Thirty-five years ago, long before he won worldwide fame for
choreographing The Lion King, Fagan founded a dance
company that would speak his distinctive movement language.
Aug. 29 at the Saratoga Performing Arts Center, the Garth
Fagan Dance company danced a generous program of five works
that spanned more than two decades of the master’s ideas.
The music ranged from a Brahms sonata to piano jazz by Jelly
Roll Morton, from Villa Lobos to Jamaican reggae to the soaring
horns of the Preservation Hall Jazz Band. The mood varied
from a duet of unrequited love to a flirty, high-stepping
Saturday-night romp. It was all wonderful.
The show began with Prelude: Discipline Is Freedom,
an ensemble dance to the textured jazz of Abdullah Ibrahim
and Max Roach that presents a primer of Fagan’s dance language.
By ones and twos, and then in groups, the 13 dancers displayed
all the elements that make Fagan’s dances so unusual and so
right: the slow pivot on one flat foot, the forward bend into
a table-top and the rippling of the back, one vertebra at
a time, the rubbery, whirling arms, the African-based isolations
of shoulders and hips, and those amazing balances.
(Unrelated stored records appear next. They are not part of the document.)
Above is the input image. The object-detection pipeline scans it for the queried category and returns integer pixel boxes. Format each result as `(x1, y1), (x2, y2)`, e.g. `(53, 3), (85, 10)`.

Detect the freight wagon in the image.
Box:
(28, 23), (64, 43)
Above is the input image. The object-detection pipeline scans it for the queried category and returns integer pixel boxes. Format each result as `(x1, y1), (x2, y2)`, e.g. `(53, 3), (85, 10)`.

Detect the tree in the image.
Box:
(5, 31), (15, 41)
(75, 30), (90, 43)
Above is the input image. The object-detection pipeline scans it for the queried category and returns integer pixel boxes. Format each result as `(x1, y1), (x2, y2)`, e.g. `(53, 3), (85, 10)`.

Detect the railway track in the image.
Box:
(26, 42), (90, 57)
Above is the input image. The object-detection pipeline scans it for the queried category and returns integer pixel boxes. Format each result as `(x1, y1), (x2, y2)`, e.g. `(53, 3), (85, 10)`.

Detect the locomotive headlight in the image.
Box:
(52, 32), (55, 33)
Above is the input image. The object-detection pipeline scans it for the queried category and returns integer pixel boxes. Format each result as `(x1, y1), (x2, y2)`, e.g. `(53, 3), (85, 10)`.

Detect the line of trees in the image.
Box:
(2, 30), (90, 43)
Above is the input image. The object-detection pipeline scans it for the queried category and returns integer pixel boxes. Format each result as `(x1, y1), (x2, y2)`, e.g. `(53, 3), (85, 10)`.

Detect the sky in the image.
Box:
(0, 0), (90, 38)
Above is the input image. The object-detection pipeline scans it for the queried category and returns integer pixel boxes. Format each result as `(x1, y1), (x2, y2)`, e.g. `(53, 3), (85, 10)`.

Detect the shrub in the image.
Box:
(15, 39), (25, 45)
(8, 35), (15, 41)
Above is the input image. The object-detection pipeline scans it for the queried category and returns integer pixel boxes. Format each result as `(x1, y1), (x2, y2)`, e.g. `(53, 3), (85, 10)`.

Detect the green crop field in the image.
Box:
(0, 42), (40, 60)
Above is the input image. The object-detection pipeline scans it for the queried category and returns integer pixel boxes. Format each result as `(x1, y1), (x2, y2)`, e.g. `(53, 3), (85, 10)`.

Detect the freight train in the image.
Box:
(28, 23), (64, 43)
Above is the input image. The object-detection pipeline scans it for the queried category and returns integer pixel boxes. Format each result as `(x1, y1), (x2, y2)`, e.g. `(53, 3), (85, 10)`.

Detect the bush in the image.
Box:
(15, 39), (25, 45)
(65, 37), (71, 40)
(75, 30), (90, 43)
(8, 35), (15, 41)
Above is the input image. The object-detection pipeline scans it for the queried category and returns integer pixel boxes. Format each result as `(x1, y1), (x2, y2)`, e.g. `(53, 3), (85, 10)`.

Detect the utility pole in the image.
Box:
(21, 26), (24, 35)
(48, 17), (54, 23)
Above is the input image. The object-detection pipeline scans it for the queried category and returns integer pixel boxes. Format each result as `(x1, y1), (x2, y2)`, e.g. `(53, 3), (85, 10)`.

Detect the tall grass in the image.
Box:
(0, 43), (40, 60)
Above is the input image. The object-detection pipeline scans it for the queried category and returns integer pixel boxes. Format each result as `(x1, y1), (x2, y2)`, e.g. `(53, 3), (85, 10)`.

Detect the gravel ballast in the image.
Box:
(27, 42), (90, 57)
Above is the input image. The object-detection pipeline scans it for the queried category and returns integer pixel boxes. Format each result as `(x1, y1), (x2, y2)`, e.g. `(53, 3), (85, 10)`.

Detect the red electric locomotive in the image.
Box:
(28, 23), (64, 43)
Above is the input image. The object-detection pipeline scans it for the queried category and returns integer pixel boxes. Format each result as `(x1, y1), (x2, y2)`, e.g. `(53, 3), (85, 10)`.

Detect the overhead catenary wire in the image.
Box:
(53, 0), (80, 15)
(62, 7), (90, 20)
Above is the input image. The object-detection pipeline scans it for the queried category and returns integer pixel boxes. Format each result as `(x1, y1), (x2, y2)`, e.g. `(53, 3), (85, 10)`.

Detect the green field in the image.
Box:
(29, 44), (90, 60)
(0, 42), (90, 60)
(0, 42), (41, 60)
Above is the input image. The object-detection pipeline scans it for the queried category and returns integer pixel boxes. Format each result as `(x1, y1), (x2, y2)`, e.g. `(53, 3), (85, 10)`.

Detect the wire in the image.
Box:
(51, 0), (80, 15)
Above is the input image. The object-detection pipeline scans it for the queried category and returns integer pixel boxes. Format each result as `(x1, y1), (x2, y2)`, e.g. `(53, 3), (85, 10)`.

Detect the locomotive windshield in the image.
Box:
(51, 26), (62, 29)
These dancers
glow, and then they flame.
Sonata
and the Afternoon, set to Brahms, brought Kevin Moore
and Nicolette Depass into a slow recognition of their love.
Two tall figures in period dress, they held hands at arms’
length and swung their bodies out in quiet desperation, turning
faster and faster until the tension split them and they parted.
In giddy contrast, Touring Jubilee 1924 (Professional)
was all vinegar and pepper. Even the costumes were giggly—flower-
printed calico dresses and flirty hats for the women, white
pants and red socks for the men. Five couples, country coquettes
and dandies, met on the dance floor, kicking high and jiggling
their butts to the burnished brass of the Preservation Hall
band. Trucking and jiving, rocking to the banjo, Jubilee
had sass right to the personality-packed curtain calls.
The peak of the evening was DANCECOLLAGEFORROMIE, Fagan’s
homage to the great collagist of Harlem life, Romare Bearden.
To a musical collage of Shostakovich, Villa Lobos and Jelly
Roll Morton, Fagan presented the colors and characters, the
very architecture of Bearden’s urban scenes.
The dancers be gan in black unitards with patches of red or
yellow. After ingenious exits and entrances that made the
ensemble of 13 seem twice that number, they ap peared in high-toned
suits or flowing skirts in shades of red. They moved in clusters
or as individuals, always left to right across the field of
vision, their bodies pasting in the bits of the grand collage.
We got a good look at those rubbery moving arms, the broken-leg
leaps, the neighborhood characters, like Steve Humphrey as
the Conjur Man with a long, green snake, or the man who walked
with two canes as if they were stilts, his legs high off the
ground. The central duet by Norwood Pennewell and Depass was
a tender, fractured portrait of grownup love that weathers
hardship. She leapt onto his back with one leg jutting away
at an impossible, beautiful angle, and he held her there,
then laid her down gently to recline against a pillow where
he joined her in repose.
For the final section of Collage, the dancers brought
in the props, side-stepping behind a sturdy red brick wall
or swooshing in a cut-paper railroad train. Shimmying and
strutting, they flew the wall across the stage and the wall
seemed to carry them with it. Three women stood one behind
another to make a sculptural shape, their arms raying out.
The Snake Man slid by. The Stilt Man plied his canes. Everyone
froze in three clusters to create the final tableau—a neighborhood
and a world.
The crowd-pleasing closer was Translation Transition
to music by the Jazz Jamaica All Stars, a brass band with
hot drums and a steady reggae beat overlaid with 1940s jazz.
True to Fagan’s aesthetic of contrast, dancers would move
in slow motion while the music raced, or trade off their time-defying
balances with one-foot spins and jerky kicks. Sure and controlled,
they made every sharp line count.
Translation
was smooth, never frantic, loose, but controlled, with the
beat deep down in it. It finished with an easy strut that
crowded the stage with leg-thrusting, shoulder-swiveling groups,
so joyous that the crowd clapped the beat while the dancers
did it all over again as a rousing curtain call.